Tuesday, April 23, 2013

BC more politically diverse than students think, study suggests

Dustin Boehlke scrunched his eyebrows and paused for a moment before filling in the blank pie charts in front of him. He had just completed a survey on student political views at Bellevue College and was now filling in his guesses as to what the results of the study would be. “Tolerance is probably a little bit bigger,” he said as he etched in the pie-chart on BC student value priorities, given a choice between tolerance, freedom and traditional morality. He filled in about 65 percent as being for tolerance.

In reality, of the 85 students polled for the survey, only 19 percent claimed tolerance trumped the other two options. Boehlke had wrongly guessed that most students at BC were “progressive liberals,” when in actuality, the outcome of the polling data seems to suggest that student political sympathies tend to be more libertarian and conservative than liberal. He wasn’t alone in his misperception however; 85 percent of the students polled felt that most people at BC are liberal.
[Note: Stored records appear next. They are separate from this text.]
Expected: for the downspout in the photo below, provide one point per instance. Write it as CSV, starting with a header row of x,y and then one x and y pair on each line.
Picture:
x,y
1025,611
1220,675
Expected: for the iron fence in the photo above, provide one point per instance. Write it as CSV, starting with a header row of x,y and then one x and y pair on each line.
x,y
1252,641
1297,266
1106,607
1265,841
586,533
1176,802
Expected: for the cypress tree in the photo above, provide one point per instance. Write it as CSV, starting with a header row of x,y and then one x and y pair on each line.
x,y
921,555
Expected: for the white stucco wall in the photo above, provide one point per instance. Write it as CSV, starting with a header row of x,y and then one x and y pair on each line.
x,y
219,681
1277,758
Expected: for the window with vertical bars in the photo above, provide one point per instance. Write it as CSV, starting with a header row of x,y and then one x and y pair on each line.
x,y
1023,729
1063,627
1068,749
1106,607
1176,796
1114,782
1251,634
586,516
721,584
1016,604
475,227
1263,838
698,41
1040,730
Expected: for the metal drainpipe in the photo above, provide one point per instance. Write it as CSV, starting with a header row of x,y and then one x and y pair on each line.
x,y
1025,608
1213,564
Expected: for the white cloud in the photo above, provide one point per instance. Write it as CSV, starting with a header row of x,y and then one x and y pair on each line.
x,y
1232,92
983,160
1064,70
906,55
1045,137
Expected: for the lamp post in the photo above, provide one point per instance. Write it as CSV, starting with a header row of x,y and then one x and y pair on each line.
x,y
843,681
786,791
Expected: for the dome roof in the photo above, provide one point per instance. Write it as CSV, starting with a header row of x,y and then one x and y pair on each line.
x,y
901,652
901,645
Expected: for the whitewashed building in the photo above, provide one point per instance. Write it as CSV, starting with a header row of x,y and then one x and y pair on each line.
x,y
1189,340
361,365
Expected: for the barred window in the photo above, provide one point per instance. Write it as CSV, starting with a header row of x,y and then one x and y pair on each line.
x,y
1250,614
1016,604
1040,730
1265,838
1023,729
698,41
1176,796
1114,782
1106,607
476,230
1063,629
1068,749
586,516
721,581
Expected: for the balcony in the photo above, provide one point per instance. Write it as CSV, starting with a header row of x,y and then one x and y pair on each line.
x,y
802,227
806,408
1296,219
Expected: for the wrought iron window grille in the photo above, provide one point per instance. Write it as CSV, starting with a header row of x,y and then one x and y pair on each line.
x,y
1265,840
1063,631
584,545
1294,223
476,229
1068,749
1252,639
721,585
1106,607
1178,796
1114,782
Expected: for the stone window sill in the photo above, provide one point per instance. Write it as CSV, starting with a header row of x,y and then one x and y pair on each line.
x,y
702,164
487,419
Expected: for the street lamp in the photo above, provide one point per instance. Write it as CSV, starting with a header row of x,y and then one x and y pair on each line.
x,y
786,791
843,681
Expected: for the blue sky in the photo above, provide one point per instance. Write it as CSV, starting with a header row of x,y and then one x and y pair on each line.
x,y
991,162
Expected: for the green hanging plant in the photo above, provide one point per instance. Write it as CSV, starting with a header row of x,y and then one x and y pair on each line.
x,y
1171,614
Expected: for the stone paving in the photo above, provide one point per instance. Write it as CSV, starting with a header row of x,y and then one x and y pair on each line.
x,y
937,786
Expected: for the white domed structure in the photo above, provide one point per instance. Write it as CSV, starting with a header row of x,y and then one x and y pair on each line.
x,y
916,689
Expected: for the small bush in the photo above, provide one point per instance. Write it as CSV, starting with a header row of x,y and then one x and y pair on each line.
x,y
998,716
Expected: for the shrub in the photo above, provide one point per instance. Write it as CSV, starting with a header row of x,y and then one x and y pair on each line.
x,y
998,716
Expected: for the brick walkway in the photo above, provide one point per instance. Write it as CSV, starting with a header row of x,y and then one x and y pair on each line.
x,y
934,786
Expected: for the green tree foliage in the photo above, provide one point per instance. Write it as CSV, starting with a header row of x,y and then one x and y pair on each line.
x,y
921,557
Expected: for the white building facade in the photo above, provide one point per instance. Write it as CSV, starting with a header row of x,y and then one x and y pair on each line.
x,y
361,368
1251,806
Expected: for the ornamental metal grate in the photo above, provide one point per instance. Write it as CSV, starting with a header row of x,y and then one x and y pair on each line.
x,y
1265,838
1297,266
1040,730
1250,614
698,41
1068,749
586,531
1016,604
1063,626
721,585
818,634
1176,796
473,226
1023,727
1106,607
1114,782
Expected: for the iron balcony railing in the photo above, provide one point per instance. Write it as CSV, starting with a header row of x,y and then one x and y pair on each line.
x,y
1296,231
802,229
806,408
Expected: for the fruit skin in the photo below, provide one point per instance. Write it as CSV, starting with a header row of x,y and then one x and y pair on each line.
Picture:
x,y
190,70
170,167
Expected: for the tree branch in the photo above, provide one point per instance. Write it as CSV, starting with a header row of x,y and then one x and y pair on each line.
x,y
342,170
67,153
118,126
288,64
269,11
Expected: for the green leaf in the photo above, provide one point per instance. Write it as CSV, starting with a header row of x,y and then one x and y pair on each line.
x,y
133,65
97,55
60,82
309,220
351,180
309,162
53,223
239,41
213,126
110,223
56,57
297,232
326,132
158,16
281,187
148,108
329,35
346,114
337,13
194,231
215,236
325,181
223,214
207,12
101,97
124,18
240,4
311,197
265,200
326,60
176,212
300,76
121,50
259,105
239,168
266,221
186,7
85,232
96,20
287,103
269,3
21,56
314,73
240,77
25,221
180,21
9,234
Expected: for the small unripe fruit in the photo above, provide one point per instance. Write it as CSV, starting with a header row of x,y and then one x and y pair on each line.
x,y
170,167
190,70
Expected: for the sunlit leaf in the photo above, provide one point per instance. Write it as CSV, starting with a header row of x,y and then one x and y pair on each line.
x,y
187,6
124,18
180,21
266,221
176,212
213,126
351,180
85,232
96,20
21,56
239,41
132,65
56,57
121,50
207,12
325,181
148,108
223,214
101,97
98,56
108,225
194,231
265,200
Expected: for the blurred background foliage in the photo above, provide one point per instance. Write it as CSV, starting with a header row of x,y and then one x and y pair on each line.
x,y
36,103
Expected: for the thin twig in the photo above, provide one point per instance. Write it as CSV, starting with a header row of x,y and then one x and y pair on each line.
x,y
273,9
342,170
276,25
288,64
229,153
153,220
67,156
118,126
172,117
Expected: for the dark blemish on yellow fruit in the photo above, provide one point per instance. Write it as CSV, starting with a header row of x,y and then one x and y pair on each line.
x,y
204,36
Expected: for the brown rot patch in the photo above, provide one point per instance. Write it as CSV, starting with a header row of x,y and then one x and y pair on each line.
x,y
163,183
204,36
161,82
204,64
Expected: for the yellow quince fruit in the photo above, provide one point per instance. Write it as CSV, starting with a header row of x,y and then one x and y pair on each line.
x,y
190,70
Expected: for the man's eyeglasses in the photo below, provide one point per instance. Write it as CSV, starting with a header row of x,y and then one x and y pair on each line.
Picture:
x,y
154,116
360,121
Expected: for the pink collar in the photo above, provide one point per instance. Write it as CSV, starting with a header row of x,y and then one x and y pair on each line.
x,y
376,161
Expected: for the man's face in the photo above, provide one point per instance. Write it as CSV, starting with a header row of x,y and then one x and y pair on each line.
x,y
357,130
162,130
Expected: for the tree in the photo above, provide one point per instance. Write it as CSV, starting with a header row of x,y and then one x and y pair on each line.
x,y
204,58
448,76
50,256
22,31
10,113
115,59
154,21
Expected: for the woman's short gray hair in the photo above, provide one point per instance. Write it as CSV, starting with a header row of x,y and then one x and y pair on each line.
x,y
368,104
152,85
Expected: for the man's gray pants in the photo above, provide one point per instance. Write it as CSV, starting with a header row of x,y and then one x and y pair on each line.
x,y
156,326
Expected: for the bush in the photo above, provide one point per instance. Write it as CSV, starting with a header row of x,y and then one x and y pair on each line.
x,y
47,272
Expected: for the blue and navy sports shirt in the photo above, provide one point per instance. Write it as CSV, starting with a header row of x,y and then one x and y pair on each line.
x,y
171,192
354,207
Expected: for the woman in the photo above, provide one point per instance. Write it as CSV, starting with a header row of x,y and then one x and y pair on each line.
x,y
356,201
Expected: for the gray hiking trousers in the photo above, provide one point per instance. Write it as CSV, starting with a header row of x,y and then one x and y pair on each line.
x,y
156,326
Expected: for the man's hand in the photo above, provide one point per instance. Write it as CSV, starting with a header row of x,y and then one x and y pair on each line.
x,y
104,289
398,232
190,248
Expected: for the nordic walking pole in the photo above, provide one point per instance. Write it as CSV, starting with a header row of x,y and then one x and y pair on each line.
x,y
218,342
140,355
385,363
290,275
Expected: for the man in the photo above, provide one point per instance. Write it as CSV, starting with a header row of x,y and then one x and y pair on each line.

The survey questionnaire posed four multiple-choice questions to students that focused on their views of human nature, equality, values and government. The fifth question asked students what group, between liberals, conservatives and libertarians, they thought was most prevalent on campus. Though the overwhelming majority guessed liberal, most BC students appear to be libertarians, with conservatives just slightly outnumbering liberals.

After being showed the results, students tended to offer two different explanations for the results. Many felt that the methodology was lacking in many regards. “That’s not a big enough sample-size” said Erin Hoffman, the news editor for “The Watchdog.” Hoffman added that many of the questions forced students into choosing between false dichotomies, and that some of the answers contained hidden biases. Giulia Balzola was particularly concerned about the second question, which asked students to decide whether people are capable of achieving ideal solutions to problems or are fundamentally flawed and resistant to change. Designed to emulate Thomas Sowell’s “constrained” and “unconstrained” visions of human nature that form the basic differences between liberals and conservatives, Giulia felt that the answers didn’t frame the different perspectives properly. “The first answer is addressing social and external problems the people could be able to solve. The second answer is saying the people have problems themselves. I think this answer does not exclude the first one.”

Balzola didn’t say the study was completely wrong though. “Most people on this campus aren’t actually liberal. They’re faking it. I’m a real liberal and I know what it means to be liberal.” She added that perhaps students felt that they had to say they were liberal, even if they weren’t. Other students expressed similar sentiments, and added that this was partially due to the dominance of a progressive-liberal culture that punishes people who step out of line. “I don’t even talk to [minority students] on campus anymore,” said one conservative student who asked to remain anonymous. “I don’t have anything against them, I just don’t want to get in trouble if I say something that gets interpreted the wrong way.” Other students and staff members echoed the feelings of isolation, including Joan LeBeau, the president of BC’s College Republicans. “You feel like an island sometimes,” she said.

The term to describe this fear of retaliation which leads to isolation is “pluralistic ignorance.” Harvard Psychologist Steven Pinker explained the concept in an interview with the Foundation for Individual Rights in Education, saying that “if dissenters are punished and can anticipate they’re going to be punished, then you might have a situation where no one actually believes something, but everyone believes that everyone else believes it, therefore no one is willing to be the little boy that says ‘the emperor is naked.’” According to Pinker, BC wouldn’t be alone if the pluralistic ignorance hypothesis proves to be true. “It’s the University[s] that imposes more stringent restraints on speech than society at large…and this pluralistic ignorance, as it’s sometimes called, is easily implemented when you have the punishing or censoring of unpopular views.”

Boehlke has good reason to fear punishment: he was threatened with sanctions from the school administration earlier in the quarter after making a Harlem Shake video that was deemed to be offensive, and was then accused of intimidating others when he tried to apologize to the offended student. “Is this people around BC? Because it seems like…that’s not what I see in people.” For Boehlke and for many others, the discovery that tolerance and progressive-liberal culture isn’t as nearly as prevalent as most students imagine could have profound implications. “Definitely publish this. It would be interesting to see what people think about it.”